From the good people of Secret Cinema now comes Another Cinema, and I had the great fortune to attend their first night in London's less than glittering Eastend, at the Troxy.
The Troxy originally opened as a cinema in 1933 and was designed to seat an audience of 3520 people. It cost £250,000 to build and was erected on the site of an old brewery. The cinema had luxurious seating areas and mirror-lined restaurants and all the staff wore evening dress. It seemed like Hollywood had come to the Commercial Road in all its glory. Out side was a blaze of lights, inside a large foyer with a large sweeping staircase, chandeliers, floor to ceiling mirrors and thick carpets............During its time as a cinema, Troxy regularly hosted international stars such as The Andrews Sisters, Gracie Fields, Petula Clark, Cliff Richard and even Clark Gable.
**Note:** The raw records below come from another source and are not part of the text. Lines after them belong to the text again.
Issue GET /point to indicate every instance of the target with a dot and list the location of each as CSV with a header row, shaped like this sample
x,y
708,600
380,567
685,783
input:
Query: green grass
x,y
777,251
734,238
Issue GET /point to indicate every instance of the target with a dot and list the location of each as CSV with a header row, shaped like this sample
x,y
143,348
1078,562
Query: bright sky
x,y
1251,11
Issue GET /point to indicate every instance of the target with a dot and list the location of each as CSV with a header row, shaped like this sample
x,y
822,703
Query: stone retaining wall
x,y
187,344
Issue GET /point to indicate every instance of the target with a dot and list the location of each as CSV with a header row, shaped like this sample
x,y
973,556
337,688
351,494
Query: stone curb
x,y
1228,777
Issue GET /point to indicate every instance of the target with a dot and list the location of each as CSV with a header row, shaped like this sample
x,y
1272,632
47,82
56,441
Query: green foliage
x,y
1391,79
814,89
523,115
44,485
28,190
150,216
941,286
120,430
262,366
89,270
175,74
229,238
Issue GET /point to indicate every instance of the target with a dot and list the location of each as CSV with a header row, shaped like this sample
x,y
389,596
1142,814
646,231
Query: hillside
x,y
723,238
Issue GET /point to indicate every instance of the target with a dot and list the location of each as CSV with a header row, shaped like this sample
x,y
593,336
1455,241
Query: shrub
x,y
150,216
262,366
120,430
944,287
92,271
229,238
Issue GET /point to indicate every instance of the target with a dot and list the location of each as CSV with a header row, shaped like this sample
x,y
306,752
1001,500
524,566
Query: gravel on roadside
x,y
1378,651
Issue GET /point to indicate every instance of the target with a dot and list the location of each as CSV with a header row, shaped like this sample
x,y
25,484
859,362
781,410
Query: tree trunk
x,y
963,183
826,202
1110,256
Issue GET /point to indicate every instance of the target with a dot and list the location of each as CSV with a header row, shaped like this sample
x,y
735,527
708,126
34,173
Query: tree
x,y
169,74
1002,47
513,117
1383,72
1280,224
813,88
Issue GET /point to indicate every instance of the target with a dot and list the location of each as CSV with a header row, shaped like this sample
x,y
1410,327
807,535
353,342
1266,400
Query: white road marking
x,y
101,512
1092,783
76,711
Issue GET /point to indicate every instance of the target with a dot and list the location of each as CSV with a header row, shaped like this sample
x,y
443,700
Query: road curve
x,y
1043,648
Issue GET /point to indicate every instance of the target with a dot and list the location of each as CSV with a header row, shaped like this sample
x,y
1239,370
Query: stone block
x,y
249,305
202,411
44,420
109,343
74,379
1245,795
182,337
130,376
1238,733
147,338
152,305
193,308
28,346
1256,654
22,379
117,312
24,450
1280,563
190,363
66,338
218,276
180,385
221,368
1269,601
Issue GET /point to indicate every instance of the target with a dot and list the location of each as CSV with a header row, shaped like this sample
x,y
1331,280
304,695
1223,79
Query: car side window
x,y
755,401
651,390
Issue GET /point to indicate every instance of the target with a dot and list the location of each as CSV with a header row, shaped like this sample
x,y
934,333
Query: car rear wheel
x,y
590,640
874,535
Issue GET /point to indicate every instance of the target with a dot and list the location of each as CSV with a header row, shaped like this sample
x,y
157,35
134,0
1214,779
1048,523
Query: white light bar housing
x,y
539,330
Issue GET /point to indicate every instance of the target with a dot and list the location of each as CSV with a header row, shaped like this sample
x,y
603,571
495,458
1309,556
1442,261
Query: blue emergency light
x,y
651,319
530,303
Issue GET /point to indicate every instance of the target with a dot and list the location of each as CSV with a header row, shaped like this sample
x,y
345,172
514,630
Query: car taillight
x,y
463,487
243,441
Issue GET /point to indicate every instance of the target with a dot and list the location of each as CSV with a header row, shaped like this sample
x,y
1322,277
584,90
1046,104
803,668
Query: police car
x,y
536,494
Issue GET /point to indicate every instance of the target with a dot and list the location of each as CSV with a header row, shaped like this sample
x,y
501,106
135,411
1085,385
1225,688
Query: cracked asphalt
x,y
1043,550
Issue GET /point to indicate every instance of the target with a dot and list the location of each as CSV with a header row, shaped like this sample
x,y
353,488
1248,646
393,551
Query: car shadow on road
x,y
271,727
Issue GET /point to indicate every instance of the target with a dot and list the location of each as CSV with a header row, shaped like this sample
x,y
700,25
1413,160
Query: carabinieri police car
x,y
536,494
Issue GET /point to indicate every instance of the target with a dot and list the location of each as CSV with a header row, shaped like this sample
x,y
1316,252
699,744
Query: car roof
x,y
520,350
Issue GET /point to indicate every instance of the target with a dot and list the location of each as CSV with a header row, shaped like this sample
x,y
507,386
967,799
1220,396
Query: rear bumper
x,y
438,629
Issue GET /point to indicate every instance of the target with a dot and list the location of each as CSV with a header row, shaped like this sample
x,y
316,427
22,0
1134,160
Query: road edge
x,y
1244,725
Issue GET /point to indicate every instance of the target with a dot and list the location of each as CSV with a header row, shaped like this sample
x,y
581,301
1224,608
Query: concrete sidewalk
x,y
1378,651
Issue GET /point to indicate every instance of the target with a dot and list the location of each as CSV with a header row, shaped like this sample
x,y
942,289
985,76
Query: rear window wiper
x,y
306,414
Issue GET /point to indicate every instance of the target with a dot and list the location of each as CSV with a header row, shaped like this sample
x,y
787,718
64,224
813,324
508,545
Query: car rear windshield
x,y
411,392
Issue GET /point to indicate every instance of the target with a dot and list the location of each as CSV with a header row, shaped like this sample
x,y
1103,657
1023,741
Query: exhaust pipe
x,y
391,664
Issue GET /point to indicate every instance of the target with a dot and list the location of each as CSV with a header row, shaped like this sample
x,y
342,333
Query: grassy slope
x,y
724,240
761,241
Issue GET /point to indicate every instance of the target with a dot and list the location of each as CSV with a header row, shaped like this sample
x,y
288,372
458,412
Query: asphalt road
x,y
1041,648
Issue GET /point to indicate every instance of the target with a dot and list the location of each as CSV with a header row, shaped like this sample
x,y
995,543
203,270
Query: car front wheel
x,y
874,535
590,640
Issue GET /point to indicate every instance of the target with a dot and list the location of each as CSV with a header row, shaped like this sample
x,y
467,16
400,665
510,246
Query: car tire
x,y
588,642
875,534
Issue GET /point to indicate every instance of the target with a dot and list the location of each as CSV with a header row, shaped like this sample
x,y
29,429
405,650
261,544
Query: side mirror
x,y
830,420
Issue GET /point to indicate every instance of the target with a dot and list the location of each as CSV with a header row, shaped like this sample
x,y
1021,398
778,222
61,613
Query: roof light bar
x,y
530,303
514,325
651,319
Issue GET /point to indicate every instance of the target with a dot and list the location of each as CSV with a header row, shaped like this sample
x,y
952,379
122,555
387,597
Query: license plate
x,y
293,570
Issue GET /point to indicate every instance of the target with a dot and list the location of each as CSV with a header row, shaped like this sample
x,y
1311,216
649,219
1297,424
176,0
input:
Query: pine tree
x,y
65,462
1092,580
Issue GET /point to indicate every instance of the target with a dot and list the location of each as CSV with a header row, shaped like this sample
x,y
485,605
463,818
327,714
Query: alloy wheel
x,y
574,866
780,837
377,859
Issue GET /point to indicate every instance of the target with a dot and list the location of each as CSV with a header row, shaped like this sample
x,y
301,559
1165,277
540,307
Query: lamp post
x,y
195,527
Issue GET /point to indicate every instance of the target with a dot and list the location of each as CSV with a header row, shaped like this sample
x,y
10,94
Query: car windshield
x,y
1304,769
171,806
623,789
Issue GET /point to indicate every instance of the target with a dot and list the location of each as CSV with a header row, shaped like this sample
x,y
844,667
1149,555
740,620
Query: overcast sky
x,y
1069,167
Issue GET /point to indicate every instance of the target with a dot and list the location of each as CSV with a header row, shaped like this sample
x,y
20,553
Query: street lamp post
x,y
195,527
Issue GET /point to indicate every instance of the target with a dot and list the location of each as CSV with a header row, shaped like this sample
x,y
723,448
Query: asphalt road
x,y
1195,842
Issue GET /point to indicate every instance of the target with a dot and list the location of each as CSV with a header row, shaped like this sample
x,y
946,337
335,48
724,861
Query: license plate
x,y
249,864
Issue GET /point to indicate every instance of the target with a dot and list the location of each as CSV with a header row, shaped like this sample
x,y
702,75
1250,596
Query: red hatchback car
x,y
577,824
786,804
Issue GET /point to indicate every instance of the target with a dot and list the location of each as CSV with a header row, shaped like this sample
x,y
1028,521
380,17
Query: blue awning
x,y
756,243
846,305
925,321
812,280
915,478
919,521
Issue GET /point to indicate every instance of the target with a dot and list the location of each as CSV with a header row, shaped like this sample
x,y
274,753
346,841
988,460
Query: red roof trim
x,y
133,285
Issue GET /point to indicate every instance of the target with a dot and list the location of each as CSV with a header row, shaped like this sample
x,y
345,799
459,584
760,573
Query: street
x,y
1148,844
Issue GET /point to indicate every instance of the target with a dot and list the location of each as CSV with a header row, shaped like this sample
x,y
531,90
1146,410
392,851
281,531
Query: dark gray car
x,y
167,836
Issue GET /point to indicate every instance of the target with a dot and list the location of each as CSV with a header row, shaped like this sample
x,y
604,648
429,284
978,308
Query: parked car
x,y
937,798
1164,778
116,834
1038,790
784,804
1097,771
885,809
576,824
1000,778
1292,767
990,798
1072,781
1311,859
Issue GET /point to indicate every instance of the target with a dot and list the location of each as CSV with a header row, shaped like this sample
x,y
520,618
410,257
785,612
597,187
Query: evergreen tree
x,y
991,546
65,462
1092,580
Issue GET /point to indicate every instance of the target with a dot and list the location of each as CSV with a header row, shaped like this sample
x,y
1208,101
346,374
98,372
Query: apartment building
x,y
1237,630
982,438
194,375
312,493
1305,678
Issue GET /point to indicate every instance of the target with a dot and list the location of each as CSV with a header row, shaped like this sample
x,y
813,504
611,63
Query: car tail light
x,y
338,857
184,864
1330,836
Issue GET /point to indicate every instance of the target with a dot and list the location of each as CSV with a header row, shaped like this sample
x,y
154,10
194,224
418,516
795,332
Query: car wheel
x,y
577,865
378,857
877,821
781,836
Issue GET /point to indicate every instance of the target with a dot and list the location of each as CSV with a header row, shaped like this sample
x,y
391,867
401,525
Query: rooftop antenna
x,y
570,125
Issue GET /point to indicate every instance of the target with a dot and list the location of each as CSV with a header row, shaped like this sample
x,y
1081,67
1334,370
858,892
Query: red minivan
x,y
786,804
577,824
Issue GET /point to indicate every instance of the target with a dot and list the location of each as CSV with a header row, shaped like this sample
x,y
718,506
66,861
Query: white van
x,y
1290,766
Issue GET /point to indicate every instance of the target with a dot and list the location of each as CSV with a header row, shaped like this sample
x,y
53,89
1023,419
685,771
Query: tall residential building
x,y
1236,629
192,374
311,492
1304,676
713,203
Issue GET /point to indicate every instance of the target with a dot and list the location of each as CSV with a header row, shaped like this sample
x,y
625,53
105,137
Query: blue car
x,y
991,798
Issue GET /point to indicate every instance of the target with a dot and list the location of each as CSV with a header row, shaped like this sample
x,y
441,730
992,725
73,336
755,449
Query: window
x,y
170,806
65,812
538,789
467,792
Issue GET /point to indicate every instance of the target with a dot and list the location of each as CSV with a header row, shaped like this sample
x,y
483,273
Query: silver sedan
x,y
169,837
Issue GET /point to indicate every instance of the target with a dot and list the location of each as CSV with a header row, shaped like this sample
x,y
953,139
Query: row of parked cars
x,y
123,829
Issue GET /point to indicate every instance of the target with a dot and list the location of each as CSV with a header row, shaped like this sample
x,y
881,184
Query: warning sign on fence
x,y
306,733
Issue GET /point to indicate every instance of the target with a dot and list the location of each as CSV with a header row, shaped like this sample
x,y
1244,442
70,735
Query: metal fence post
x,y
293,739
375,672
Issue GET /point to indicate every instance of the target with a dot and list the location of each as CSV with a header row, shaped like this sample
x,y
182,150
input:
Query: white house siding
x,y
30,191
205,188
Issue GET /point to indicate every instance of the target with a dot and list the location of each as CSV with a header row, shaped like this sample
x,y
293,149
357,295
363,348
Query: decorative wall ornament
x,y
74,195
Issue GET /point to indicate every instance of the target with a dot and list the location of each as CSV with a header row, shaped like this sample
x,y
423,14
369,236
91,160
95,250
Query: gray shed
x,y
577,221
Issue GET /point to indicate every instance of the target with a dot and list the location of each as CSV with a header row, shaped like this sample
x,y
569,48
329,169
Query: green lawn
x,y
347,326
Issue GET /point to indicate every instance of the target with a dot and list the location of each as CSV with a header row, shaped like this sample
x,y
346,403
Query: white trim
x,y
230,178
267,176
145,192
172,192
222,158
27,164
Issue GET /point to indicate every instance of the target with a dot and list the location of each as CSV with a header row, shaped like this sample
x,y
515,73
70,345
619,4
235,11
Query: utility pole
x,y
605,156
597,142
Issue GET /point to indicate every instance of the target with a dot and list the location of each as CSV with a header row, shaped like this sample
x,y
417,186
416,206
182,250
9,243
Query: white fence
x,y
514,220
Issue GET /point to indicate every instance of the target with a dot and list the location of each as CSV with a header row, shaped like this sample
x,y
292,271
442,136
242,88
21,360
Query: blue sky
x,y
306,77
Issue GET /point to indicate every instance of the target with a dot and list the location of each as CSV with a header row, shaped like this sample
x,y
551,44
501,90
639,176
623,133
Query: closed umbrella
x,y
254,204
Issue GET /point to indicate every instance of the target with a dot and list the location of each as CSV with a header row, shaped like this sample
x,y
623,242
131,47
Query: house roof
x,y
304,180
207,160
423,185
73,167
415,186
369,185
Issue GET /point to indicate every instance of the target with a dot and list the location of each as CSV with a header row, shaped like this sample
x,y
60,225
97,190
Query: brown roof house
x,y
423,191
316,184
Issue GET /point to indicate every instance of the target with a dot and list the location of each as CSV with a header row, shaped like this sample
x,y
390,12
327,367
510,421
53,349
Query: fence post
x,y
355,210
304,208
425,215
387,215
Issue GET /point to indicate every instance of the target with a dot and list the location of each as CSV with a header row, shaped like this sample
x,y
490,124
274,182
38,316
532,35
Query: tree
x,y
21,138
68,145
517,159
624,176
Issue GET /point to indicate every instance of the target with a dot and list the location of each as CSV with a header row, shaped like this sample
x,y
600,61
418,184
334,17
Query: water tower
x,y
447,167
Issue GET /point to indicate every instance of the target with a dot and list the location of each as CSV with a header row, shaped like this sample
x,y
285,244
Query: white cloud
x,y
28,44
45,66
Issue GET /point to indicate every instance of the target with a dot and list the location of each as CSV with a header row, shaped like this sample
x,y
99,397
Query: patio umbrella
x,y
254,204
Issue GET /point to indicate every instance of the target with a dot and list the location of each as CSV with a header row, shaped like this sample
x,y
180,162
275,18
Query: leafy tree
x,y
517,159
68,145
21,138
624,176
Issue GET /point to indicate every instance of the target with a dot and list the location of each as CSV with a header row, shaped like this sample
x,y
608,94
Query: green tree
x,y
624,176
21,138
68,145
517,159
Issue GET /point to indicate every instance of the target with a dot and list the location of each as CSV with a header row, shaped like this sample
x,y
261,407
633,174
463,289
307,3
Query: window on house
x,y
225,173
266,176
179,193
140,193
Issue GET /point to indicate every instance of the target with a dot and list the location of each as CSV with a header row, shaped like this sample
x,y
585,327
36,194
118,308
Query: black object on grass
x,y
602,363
Restored to it's former glory, the Troxy is now used for all sorts of functions and on Saturday, Another Cinema recreated a night out from the 1940s complete with usherettes to greet us and lead us to our table. There were dancing girls, bellhops, a band and a chanteuse, all before the big picture which was David Lean's Brief Encounter, starring Celia Johnson and Trevor Howard. All quite, quite marvelous. Although there were actual people older than my friend and I in attendance, the majority were 20 and 30 somethings all of whom had embraced the suggested dress code. Most of the young men were in black tie or a good suit and all the women wore dresses ranging from modern evening to full vintage splendor. There were plenty of tippets, hats and assorted head gear in evidence, Dolly Missiter bustled about the tables complaining about the frightful time she was having and we stood for the National Anthem. I know Brief Encounter backwards, forwards, inside out but I've never seen it on the big screen and as the Rachmaninov soared we were transported to another time......... that Noel Coward is such a jolly good writer you know. My new favourite fact: in the film it is Noel Coward who makes the train announcements at Milford station.
Everyone was incredibly polite to us and in turn we to each other. As we left the fabulous theatre the staff lined up to say goodnight and thank us for coming, everyone was immensely happy. It got me wondering, if we still observed such politeness and respect to each other, would we not all get on a little bit better?
Top tip: To dispel all winter blues go see The Muppets movie .... all your old favourites and the Muppet barbershop quartet singing Smells Like Teen Spirit is worth the price of the ticket alone.